ExxonMobil led the pack with $8.4 billion in net income followed by Chevron with just under $5.0 billion, ConocoPhillips with $2.5 billion, Hess at $1.9 billion, and Occidental at $1.6 billion. Collectively, the top five companies had nearly $19.4 billion in net income. This compares with approximately $22.4 billion for the top 20 companies and $16.9 billion for the entire group of 121 companies reporting for the final quarter of 2013.
Of the reporting companies this quarter, 75 (or 61%) reported a profit while 46 reported a loss. The largest companies reporting a loss were No. 6 ranked Anadarko Petroleum ($725 million), No. 9 Chesapeake Energy ($116 million), No. 15 LINN Energy ($785 million), and No. 16 Pioneer Natural Resources ($1.36 billion).
Largest in total revenue
The top 20 companies in total revenue had $216.9 billion in total revenue compared to $228.8 billion for the previous quarter and $241.2 billion for the same quarter in 2012. The former represents a 5% decline and the latter a 10% drop in total revenue.

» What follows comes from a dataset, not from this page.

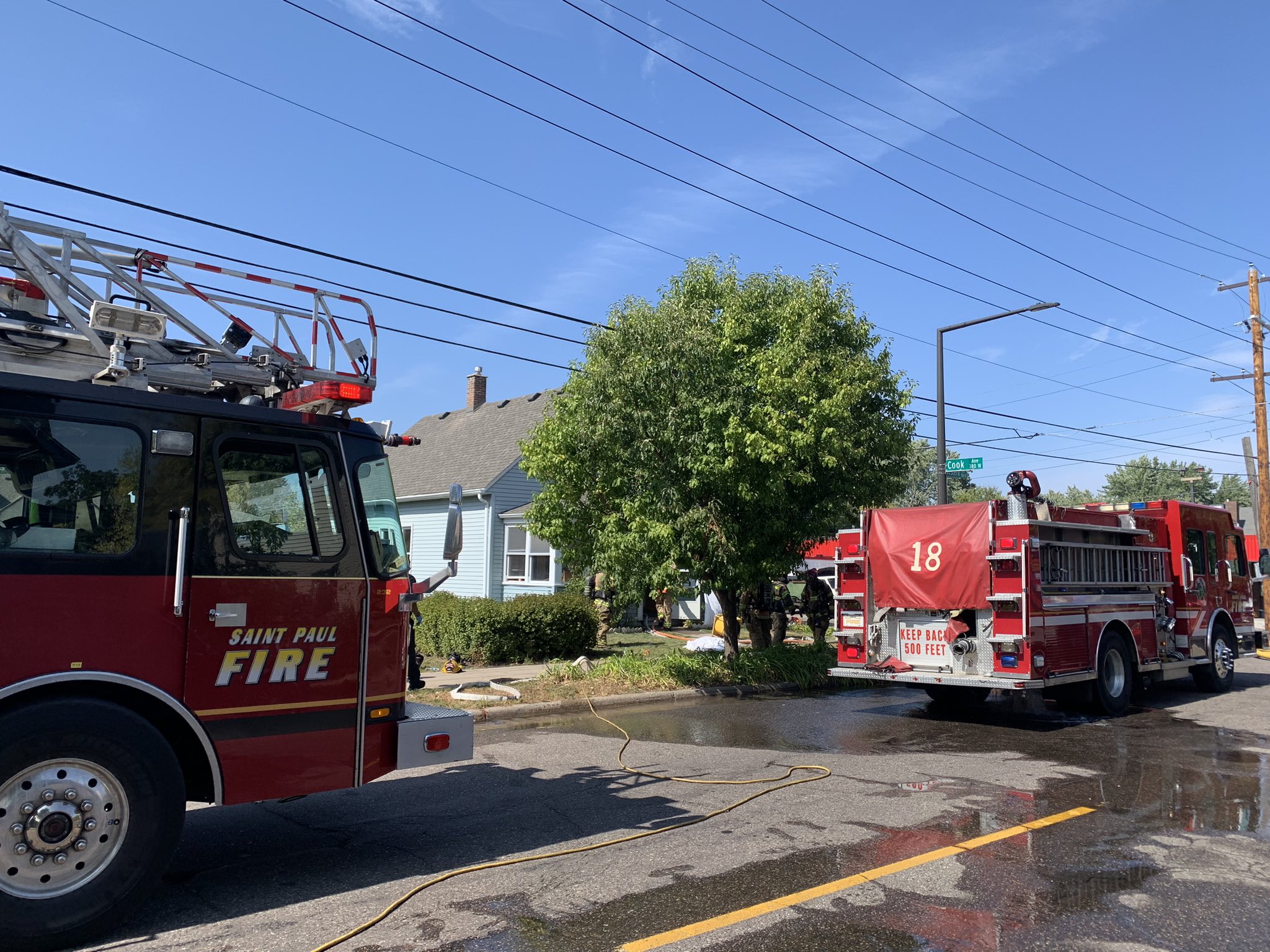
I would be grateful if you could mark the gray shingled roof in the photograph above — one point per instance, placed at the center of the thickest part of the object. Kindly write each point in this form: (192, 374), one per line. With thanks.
(468, 447)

Total revenue for the entire OGJ150 group was $229.6 billion, so the top 20 companies had 95% of the revenues for the collective group of companies.
The top two companies in total revenue (ExxonMobil and Chevron) together took in $162.2 billion, which represents roughly 71% of the total revenue for the entire group.
Top spenders
Spending by the top 20 companies in the fourth quarter of 2013 grew to $170.6 billion. This was up less than 1% over the $169.2 billion in spending for the third quarter, but it jumped 36% from the $125.1 billion in spending for the same quarter in 2012.
The top spenders were, in order: Chevron ($38 billion), ExxonMobil ($35.6 billion), ConocoPhillips ($15.5 billion), Apache ($10 billion), Occidental ($9 billion), Anadarko ($7.7 billion), EOG Resources ($7.1 billion), Devon Energy ($6.8 billion), Hess ($5.8 billion), and Chesapeake Energy ($5.6 billion).
Fastest-growing companies
The two fastest-growing companies for the fourth quarter of 2013, ranked by stockholders' equity, were Texas Vanguard Oil Co., based in Austin, Texas, and Abraxas Petroleum Corp., headquartered in San Antonio. No. 109-ranked Texas Vanguard had a 47.2% growth in stockholders' equity, while No. 86-ranked Abraxas grew by 45.8% over the same period.
Founded in 1979, Texas Vanguard is an onshore producer with assets in Texas, New Mexico, Oklahoma, Nebraska, and Wyoming. Abraxas, formed in 1977, focuses primarily on the development of conventional and unconventional resources in its primary operating areas in the Rocky Mountains, South Texas, Power River Basin, and the Permian Basin.